The Coimbatore BRTS was a proposed bus rapid transit system for the Kovai metropolitan area under the JNNURM scheme. Project stretch of about 18.6 km starting at Avinashi Road and ending at Mettupalayam Road running through Dr.Rajendra Prasath Road. After Avinashi road, the project road turns left from Stanes School and passes along Dr.Nanjappa road and joins at Dr. Rajendra Prasad Road (100 Ft. Road). Avinashi road, Dr. Rajendra Prasad Road and Mettupalyam Road are provided with the exclusive lane for buses termed BRTS lane and the connecting links are allowed to flow with the mixed traffic.
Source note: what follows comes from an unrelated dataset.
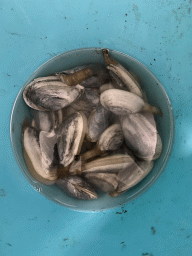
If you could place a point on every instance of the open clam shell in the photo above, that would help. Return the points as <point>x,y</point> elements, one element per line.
<point>77,187</point>
<point>72,133</point>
A dedicated two lane carriageway of width 7.0m is provided for BRTS corridor. A dual lane for mixed traffic of width 7.0m is provided on either side of the BRTS corridor. The mixed traffic lane is separated from the BRTS lane by providing 250mm wide CC block on both sides. 2.0m wide cycle track over and 2.0m wide footpath over built-up drain is proposed on either side of mixed traffic lane. The cycle track is separated from mixed traffic lane by providing 250mm CC buttons. Out of total 17.6 km BRTS is passing at grade for a length of 6.64 km (dedicated) and 6.87 km is passing through elevated section. It is proposed to have 14 at grade bus stops and three elevated bus stops.

Coimbatore BRTS

== Corridors ==
- Avinashi Road — Dr. Rajendra Prasad Road — Mettupalayam Road

== Design speed ==
The speed design for the BRTS corridor is proposed to be 50 km/h - 60 km/h.